Présentateur : Faire valoir ses compétences, faire comprendre que ce sont des compétences humaines ô combien importantes. Et ça, ce sont sans doute des sujets que vous pouvez porter en tant que porte-parole de Départements de France, que vous exprimez dans les médias et autres. C'est un sujet qui vous anime.

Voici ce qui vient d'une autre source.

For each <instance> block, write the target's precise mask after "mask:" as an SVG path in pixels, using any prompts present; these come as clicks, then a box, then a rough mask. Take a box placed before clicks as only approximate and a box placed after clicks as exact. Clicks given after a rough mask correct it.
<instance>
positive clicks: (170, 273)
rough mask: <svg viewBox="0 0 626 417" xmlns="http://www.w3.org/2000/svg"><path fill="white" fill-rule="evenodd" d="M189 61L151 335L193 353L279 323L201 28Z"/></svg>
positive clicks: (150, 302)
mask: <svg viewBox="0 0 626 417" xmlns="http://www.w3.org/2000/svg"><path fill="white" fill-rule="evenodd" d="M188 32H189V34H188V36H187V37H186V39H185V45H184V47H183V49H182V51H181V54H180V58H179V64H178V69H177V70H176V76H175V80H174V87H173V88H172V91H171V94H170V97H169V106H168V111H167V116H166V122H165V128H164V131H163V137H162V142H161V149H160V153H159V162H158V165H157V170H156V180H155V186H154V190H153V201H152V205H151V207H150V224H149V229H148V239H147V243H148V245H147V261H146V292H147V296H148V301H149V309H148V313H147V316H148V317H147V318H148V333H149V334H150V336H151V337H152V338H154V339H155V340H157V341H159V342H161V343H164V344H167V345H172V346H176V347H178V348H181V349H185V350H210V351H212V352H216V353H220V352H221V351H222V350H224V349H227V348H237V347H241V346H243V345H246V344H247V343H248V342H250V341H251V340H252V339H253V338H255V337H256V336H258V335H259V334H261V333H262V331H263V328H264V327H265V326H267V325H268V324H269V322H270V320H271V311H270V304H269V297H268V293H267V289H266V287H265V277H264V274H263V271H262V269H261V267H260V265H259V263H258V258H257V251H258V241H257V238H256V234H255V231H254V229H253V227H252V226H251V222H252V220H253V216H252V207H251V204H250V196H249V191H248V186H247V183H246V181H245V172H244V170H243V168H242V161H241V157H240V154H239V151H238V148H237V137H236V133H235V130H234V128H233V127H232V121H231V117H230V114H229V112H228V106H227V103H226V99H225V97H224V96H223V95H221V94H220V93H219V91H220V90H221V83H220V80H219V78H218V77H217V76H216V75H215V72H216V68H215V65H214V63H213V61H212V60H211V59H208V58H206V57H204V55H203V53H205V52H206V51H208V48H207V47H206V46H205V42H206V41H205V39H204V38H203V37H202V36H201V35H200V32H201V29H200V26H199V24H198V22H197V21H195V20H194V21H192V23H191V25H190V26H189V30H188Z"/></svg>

Jean Deguerry : Vous avez tout à fait raison. Je pense qu'il y a un problème de communication. Aujourd'hui, les gens ne savent pas quelles sont les compétences dans l'ensemble des collectivités : aujourd'hui, des communes... Oui. Mais personne ne sait ce que fait la Région, ce que fait le département et/ou l'EPCI, c'est encore pire. Donc, c'est de notre ressort à tous, y compris des médias, de faire savoir quelles sont les compétences de chacun et ce qu'on fait. J'ai pu voir ce matin, lors d'un reportage lors d'une visio, que les Français savent que ce sont les départements qui s'occupent des routes à 90 %, quelque chose comme ça. Donc c'est important. Mais quand dans le même temps, vous savez que nous n'avons aucune recette des routes alors que nous les entretenons, nous avons 380 000 km de routes départementales en France, 13 000 km de routes nationales. Et derrière, le seul produit de la route c'est la carte grise. Et la carte grise va directement aux Régions qui n'entretiennent pas les routes. Donc c'est là qu'il y a beaucoup de choses à revoir. Si l'on veut sauver un petit peu les départements, nous disons : on ne demande pas la totalité de la recette, mais au moins une partie de cette recette, nous qui entretenons les routes dans l'Ain, comme je pense ailleurs également. C'est mon premier budget d'investissement de route, parce que j'ai 4 500 km de route à entretenir, j'ai 1 200 ponts et ouvrages d'art. Et derrière, je n'ai aucune recette en face, que des dépenses. Donc il serait bon et il serait grand temps qu'enfin nous puissions toucher de la recette. L'eau doit payer l'eau, et bien la route doit payer la route aussi. Et on se bat là-dessus. On essaye. Il y avait le Ministre Tabarot, Ministre des Transports, ce matin. Donc nous l'avons encore répété cela. J'espère que nous sommes entendus. Mais encore une fois, je sais que le gouvernement a des moyens limités, mais à un moment donné il y a des choix à faire. Est-ce qu'on veut, oui ou non, garder la survie des départements ou pas ?C'est ces questions qu'il faut qu'il se pose.
Présentateur : Le message est passé. Merci Jean Deguerry, président du conseil départemental de l'Ain et porte-parole de Départements de France d'avoir répondu à nos questions et que vos messages soient entendus.
Jean Deguerry : Exactement. Merci au Journal des Départements. Bravo pour ce que vous faites. Merci.